顾风曜接过单子让司机去缴费,医生看他态度良好,忍不住说道:“过敏这事有大有小,你要是关心他,有空就陪着去查查过敏源。”
顾风曜笑了笑,扫了眼病房里的顾千欢,态度很好地说:“我知道了。”
病房里只剩下两个人,顾风曜向来讨厌医院,白色的房间混着消毒水的气味,让他想起鲜血。
心里头一股郁气抒发不得,想要发泄。
他联系了自己经常去的那家射击馆,视线掠过病床上的青年。
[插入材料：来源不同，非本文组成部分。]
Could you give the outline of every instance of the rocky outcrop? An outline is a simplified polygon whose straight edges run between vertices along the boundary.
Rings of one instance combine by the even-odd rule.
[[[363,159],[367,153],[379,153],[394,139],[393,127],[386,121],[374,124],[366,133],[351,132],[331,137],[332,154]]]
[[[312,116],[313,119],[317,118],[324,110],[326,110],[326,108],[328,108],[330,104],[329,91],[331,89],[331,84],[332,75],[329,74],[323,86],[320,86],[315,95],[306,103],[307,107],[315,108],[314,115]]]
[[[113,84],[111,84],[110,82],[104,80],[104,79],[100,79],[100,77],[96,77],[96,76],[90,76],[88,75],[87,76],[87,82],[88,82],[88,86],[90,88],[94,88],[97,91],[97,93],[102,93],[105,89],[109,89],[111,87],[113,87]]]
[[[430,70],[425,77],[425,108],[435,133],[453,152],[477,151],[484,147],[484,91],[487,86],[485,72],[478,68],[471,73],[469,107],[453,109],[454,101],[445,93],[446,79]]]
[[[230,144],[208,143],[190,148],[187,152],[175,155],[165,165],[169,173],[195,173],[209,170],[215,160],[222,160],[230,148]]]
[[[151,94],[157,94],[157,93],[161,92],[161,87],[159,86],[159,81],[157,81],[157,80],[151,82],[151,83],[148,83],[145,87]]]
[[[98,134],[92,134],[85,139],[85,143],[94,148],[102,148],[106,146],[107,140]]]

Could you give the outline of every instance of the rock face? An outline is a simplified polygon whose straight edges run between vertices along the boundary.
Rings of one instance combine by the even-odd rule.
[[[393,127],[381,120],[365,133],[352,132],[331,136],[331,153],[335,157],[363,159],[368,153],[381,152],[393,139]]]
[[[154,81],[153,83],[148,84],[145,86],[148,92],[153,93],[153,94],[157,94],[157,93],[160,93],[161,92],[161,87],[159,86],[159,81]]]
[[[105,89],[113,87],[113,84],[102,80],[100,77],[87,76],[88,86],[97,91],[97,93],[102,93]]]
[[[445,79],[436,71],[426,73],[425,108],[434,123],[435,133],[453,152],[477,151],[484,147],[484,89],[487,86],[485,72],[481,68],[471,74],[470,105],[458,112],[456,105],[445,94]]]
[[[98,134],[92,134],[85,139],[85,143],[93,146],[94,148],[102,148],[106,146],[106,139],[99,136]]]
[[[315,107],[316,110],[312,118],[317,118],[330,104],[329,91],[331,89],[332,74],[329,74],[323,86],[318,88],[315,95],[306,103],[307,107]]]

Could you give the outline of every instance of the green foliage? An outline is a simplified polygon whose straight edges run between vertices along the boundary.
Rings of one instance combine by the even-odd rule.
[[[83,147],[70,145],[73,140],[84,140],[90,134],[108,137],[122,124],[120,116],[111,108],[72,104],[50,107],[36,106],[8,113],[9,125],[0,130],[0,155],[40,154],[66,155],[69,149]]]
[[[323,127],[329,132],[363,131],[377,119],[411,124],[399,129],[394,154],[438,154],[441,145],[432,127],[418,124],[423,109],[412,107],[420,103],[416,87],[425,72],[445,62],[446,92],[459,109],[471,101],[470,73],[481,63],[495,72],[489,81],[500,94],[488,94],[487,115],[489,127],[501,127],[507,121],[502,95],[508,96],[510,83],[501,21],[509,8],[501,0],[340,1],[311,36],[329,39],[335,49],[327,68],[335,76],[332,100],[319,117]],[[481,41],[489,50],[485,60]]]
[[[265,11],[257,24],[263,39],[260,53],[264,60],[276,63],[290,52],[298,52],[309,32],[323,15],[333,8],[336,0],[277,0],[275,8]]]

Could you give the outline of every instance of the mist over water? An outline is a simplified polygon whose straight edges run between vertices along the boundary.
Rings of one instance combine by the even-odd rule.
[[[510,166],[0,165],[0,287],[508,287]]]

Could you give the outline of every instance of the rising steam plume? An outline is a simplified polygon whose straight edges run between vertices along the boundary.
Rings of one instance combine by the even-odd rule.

想到之前见到密密麻麻的红点,顾风曜眉头轻蹙,指尖点着桌面,不由得思索起来,要不要扔掉对方。至于过敏源,值得他费心思吗?一个宠物而已,真好笑。
顾风曜连等都没等,驱车离开医院。
*
顾千欢做了一个梦。
他被困在一个七八岁的孩子身体里,和干燥的镜城相比,这里气候湿润,经常有蒙蒙细雨沿着窗子缝隙吹进来,婉转多变的叫卖声会钻进耳朵里。
他的活动范围只有一间房那么大。
时常有一个女人进进出出,她有时穿着粉衣,有时穿绿衣,多是漂亮的及膝长裙,她从不带他出去,每次到来,房间里总会多出来各种毛绒玩具,布偶熊。
这天,房间高大的门被人推开,女人端着瓷碗进来,顾千欢仰起头去看她,看不清,看不清她的面容,烘蛋羹的香气扑鼻而来。
“宝宝,吃早饭了。”
女人给他换上新衣服,另一个同样看不清面目的男人搂上她的肩膀:“老婆,准备好了吗?”
女人笑着点头,一边揉揉他的头发,不知道从哪里弄出巴掌大的棒棒糖,那种商场门口的收银台上插在纸盒里的扁圆片糖,焦亮的彩色,包裹透明的糖纸用黑笔画上一张笑脸。
他听见她说:“放心,我都准备好了。我们……之后,就带着宝宝离开这里。”
顾千欢被她带着坐上车子,两边老旧的街道飞速后
退。
不要去!不能去!不要坐上车!
他被束缚在孩子的身体里,如何声嘶力竭的大喊,没有,没人听见,顾千欢捂住脸痛哭起来:“妈妈,爸爸,不要去。”
借着孩童的视线,他看见街边突然蜂涌出大片红色气球,遮住蔚蓝色的天空,一只只笑脸气球宛如斑斑血迹。
他的身体突然扒上车窗。
女人惊讶出声:“老公,你看宝宝,他动了!”
“砰!”
巨大的轰响和惨叫,晕眩失重感推挤而来,惨烈的窒息和痛苦,一层一层的血泼上眼睛,彩色棒棒糖摔成碎片,他握住塑料棒,彩色的碎块开始褪色。
长长的镜头戛然而止。
顾千欢摸了摸脸上凉凉的水痕,他哭了吗?失焦的双眼环顾四周,惝恍迷离。
他找不到想见的那个人了。
他抱紧双臂,蜷起身体缩进被子里:“爸爸,妈妈,欢欢还会被人爱吗?”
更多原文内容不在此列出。